Your Needs Are Ignored
Your spouse only thinks about their own needs and how things affect them; never yours or anyone else's, including the kids' if you have a family. They will only do things that benefit them and not you or your relationship together.
Below are some examples of things your spouse might do:
Wanting to have sex when they want it, but not so much when you want it
Expecting you to pick up after them
Taking credit for your hard work
Getting upset when others treat their family better than yours
Favoring certain children over others in the family if they feel one child makes them look better
You feel unloved
When you first got together, you felt like the most amazing person in the world. However, as time went on and problems arose, your partner began to devalue and ignore you. This is a red flag that they're not who they made themselves out to be in the first place.
You likely were receiving love bombs in the beginning to get you hooked, but once you were married, those love bombs went away.
You Get the Silent Treatment
Your partner uses the silent treatment as a power play to control you. They'll withhold affection and
ignore your existence until they feel like being nice again, which is usually only when it will benefit them in some way (like getting what they want).
You might think that this behavior is normal or even "expected" of people who are married. However, the truth is that the silent treatment isn't part of a healthy, loving, and respectful relationship.
You're Stuck Financially
If there's one thing that narcissists know how to do well, it's to take advantage of their spouses financially. You might be paying for everything while your spouse can't hold down a job, or their job might be bringing in a lot of income but they're not letting you see any of it.

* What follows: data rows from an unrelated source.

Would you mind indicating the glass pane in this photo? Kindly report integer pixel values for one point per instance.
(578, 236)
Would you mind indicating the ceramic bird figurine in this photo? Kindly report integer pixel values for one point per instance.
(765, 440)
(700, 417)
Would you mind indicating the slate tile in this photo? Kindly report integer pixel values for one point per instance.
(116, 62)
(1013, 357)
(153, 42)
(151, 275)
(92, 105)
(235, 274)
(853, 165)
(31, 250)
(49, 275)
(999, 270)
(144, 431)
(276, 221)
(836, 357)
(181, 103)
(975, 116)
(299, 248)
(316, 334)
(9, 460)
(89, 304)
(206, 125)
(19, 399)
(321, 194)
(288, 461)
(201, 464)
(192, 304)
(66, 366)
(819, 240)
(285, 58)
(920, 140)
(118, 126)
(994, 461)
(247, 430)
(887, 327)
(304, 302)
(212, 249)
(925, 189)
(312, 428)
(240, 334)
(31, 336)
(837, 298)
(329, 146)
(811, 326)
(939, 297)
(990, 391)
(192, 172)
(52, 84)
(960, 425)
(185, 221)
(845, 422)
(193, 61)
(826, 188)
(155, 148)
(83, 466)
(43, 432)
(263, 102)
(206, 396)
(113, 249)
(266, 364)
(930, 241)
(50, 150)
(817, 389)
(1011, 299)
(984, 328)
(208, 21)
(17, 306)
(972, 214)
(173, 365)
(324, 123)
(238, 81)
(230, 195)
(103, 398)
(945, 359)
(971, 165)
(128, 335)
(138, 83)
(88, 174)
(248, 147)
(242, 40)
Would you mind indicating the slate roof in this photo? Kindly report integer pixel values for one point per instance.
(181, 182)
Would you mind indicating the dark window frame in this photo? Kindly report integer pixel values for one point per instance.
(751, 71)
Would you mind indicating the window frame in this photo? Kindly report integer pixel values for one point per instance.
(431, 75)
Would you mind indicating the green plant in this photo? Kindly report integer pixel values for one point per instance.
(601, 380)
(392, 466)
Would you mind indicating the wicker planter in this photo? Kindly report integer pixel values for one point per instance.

If this is the case, chances are that your spouse has been spending every last cent on themselves and isn't planning to share with you now or in the future.
You Can't Rely on Your Spouse
When they make promises, you never know if they're going to keep them. Narcissists are notorious for making promises and then breaking them when it's convenient. You don't feel as though you have a partner you can rely on, and you find yourself having to do everything yourself.
You've Asked, They Won't Change
Narcissists aren't willing to change because this would mean admitting something is wrong within themselves—and narcissists never admit such things. On the other hand, some will proudly admit that they are narcissists, but claim that everyone else is the problem.
If your spouse isn't willing to change their behavior this could be a sign that you're married to a narcissist.
In the end, if your partner is emotionally abusive and unwilling to change their behavior, it's time for you to reconsider the relationship. Everyone has the potential to be self-centered from time to time; however, the narcissist seems incapable of operating in any other manner. If you feel like your spouse is a narcissist, it may be helpful to seek therapy or outside support. Being in a relationship with a narcissist can have significant and long-lasting effects on your mental health and it's important to have a support system in place if you choose to leave the marriage.